Зорбас поднялся, ему было не по себе.

– Мы пришли повидать настоятеля и подписать бумаги, – сказал он.

– Святого настоятеля нет, – ответил гостинник. – Он с утра отправился на подворье. Придется потерпеть.

Отец Дометий вернулся с каким-то предметом в горстях, вытянув руки, словно нес чашу для причастия.

– Вот она! – сказал он, бережно раскрывая ладони.

Я подошел ближе. Небольшая терракотовая статуэтка кокетливо улыбалась, лежа на жирных ладонях. Единственной сохранившейся рукой женщина касалась головы.

– Если она указывает на голову, – сказал отец Дометий, – значит там, внутри есть какой-то драгоценный камень – может быть, бриллиант или жемчужина. А твоя милость что скажет?

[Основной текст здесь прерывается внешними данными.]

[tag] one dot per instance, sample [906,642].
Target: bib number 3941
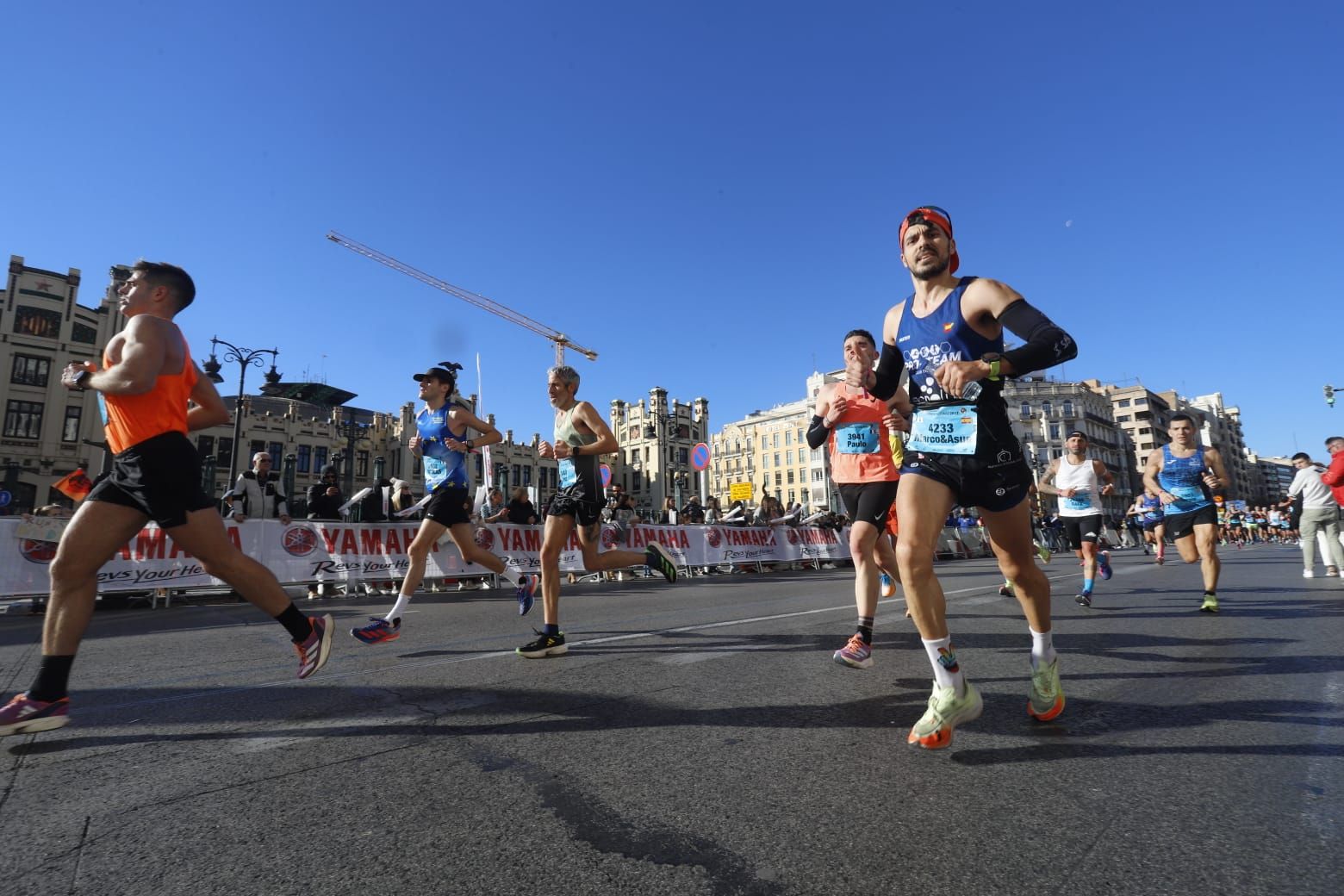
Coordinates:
[943,430]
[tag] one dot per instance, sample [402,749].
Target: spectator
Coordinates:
[256,494]
[520,511]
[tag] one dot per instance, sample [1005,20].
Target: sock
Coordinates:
[296,624]
[400,607]
[1042,648]
[53,679]
[945,669]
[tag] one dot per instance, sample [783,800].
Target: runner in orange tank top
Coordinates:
[155,395]
[856,426]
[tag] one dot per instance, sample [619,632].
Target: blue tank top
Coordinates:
[1185,478]
[443,465]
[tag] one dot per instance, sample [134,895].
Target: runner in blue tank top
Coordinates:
[441,439]
[1183,476]
[962,451]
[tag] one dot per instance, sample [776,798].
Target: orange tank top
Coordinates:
[859,448]
[136,418]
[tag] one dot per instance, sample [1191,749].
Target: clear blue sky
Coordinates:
[707,194]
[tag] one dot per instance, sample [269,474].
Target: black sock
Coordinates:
[53,681]
[296,624]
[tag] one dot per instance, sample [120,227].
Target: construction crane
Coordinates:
[561,340]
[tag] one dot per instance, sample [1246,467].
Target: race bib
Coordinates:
[943,430]
[858,439]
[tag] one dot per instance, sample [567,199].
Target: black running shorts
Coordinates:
[867,501]
[160,477]
[449,506]
[1182,524]
[1082,528]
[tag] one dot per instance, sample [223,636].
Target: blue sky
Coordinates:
[707,194]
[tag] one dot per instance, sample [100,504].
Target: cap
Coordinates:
[930,215]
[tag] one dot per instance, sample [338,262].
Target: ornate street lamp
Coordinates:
[246,358]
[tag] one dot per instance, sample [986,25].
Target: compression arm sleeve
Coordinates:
[887,376]
[818,432]
[1048,345]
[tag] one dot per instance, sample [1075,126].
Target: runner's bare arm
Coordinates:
[208,408]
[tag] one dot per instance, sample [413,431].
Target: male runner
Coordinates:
[1080,482]
[855,425]
[962,451]
[1183,476]
[153,396]
[581,439]
[443,442]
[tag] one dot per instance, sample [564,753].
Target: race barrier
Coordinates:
[350,552]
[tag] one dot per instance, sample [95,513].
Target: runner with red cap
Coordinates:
[961,451]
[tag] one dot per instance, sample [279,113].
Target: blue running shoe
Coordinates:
[527,588]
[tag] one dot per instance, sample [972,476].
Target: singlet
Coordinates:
[1185,478]
[859,449]
[948,423]
[443,465]
[581,470]
[1086,500]
[137,418]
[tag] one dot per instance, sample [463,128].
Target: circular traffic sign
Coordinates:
[700,456]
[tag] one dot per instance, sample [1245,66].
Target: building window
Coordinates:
[36,321]
[70,432]
[30,371]
[23,420]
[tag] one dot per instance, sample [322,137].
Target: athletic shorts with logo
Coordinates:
[160,477]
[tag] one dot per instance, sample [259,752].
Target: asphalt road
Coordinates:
[696,739]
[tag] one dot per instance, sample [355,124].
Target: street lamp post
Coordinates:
[246,358]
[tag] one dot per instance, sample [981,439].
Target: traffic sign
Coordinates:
[700,456]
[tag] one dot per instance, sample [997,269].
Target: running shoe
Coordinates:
[378,631]
[1046,699]
[24,716]
[546,645]
[657,557]
[1104,563]
[314,652]
[527,586]
[945,712]
[856,655]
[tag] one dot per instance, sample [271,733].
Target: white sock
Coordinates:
[945,669]
[400,607]
[1042,648]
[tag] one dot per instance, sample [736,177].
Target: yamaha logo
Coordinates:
[299,540]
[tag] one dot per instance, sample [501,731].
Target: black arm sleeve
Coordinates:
[887,376]
[1048,345]
[818,432]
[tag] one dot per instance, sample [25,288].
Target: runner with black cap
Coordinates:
[581,439]
[1080,482]
[962,451]
[443,442]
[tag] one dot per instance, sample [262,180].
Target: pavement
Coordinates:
[696,739]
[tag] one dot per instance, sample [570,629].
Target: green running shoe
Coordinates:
[945,712]
[1048,696]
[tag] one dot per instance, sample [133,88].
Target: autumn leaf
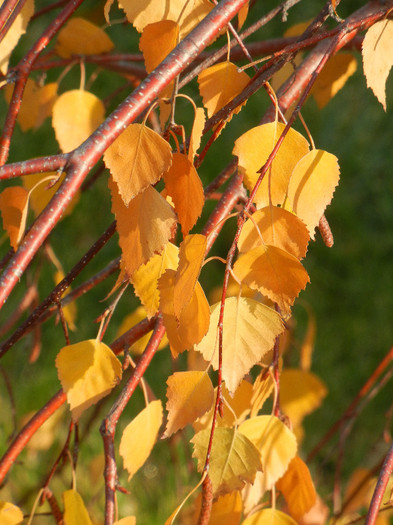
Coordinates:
[276,443]
[139,437]
[185,188]
[274,272]
[81,37]
[312,185]
[250,329]
[14,208]
[75,512]
[234,459]
[253,149]
[136,159]
[333,77]
[277,227]
[297,488]
[144,227]
[76,114]
[88,371]
[190,395]
[378,57]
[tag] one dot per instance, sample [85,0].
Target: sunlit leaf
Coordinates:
[250,329]
[81,37]
[87,371]
[139,437]
[333,77]
[378,57]
[253,149]
[185,188]
[137,158]
[274,272]
[312,185]
[144,227]
[75,512]
[276,443]
[190,395]
[13,208]
[234,460]
[76,114]
[277,227]
[298,488]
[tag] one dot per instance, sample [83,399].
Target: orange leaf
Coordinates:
[144,227]
[298,488]
[190,395]
[378,57]
[14,207]
[333,77]
[139,437]
[76,114]
[250,329]
[87,371]
[219,84]
[274,272]
[253,149]
[277,227]
[312,185]
[137,158]
[185,188]
[81,37]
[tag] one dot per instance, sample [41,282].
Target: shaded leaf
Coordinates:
[81,37]
[76,114]
[250,329]
[185,188]
[190,395]
[378,57]
[253,149]
[139,437]
[312,185]
[137,158]
[234,460]
[87,371]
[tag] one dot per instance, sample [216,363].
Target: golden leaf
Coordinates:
[139,437]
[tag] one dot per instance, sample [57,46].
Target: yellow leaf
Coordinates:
[333,77]
[274,272]
[14,207]
[75,512]
[234,459]
[139,437]
[253,149]
[378,57]
[144,227]
[10,514]
[298,488]
[276,443]
[185,188]
[312,185]
[76,114]
[190,395]
[145,278]
[137,158]
[81,37]
[270,517]
[301,393]
[191,255]
[193,322]
[219,84]
[87,371]
[250,329]
[187,15]
[277,227]
[17,29]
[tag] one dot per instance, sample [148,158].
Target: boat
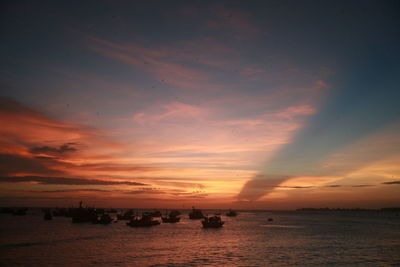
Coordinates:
[83,215]
[144,221]
[47,215]
[173,217]
[196,214]
[155,213]
[105,218]
[212,222]
[20,212]
[125,216]
[231,213]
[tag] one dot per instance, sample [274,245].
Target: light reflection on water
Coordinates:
[293,238]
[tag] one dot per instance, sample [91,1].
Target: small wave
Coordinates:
[281,226]
[50,242]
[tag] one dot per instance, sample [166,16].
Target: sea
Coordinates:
[253,238]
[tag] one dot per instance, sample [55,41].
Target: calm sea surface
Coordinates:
[292,239]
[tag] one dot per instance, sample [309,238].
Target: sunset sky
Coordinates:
[216,104]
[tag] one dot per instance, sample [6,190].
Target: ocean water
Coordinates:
[293,238]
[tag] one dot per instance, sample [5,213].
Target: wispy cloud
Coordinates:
[65,181]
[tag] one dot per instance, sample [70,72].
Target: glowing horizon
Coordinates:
[211,105]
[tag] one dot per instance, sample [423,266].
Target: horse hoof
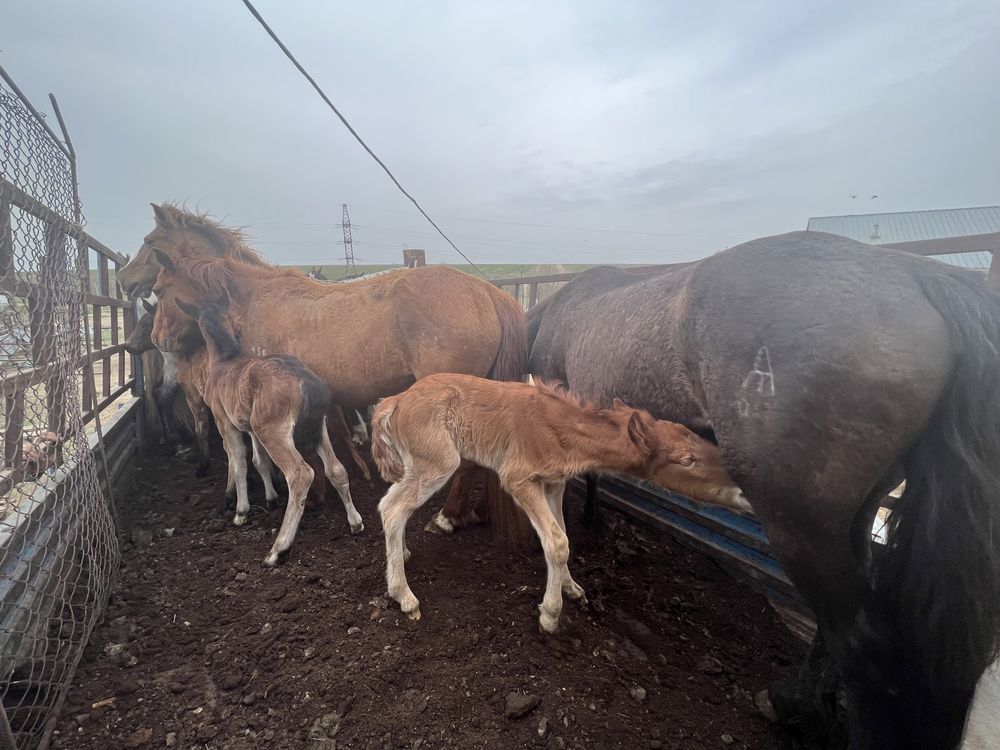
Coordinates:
[763,702]
[440,525]
[547,623]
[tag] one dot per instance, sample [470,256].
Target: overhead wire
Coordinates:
[353,132]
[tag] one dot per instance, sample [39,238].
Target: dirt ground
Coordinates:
[204,647]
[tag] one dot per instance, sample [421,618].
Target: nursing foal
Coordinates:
[283,406]
[535,438]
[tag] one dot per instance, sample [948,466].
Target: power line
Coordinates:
[364,145]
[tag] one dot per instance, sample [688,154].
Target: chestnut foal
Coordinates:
[283,406]
[535,438]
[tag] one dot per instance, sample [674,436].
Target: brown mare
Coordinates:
[188,372]
[535,438]
[283,407]
[829,370]
[367,339]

– А я считаю, – встрял ехидный монах, – что у нее голова болит.

Но тучный Дометий смотрел на меня, встревоженно ждал ответа, и его козлиные губы дрожали.

– Разобью ее, – сказал он, – разобью и посмотрю, что там внутри. Она мне спать не дает… Что, если там – бриллиант?

Я смотрел на изящную девушку с маленькими тугими грудками, которая оказалась в изгнании среди пропитанных ладаном распятых богов, проклинающих тело, радость и поцелуй.

О, если бы я мог спасти ее!

Зорбас взял статуэтку, ощупал изящное нагое женское тело, и пальцы его задержались на стройной груди:

– Разве ты не видишь, старче, что это – Сатана? – спросил он. – Это он сам, точь-в-точь. Берегись, я его, богопротивного, хорошо знаю. Погляди на его грудь, отче Дометий, – круглая, тугая, свежая. Такова, старче, грудь дьявола!

На пороге показался смазливый молодой монашек. Солнце осветило его золотые волосы и круглое, обрамленное нежным пушком лицо.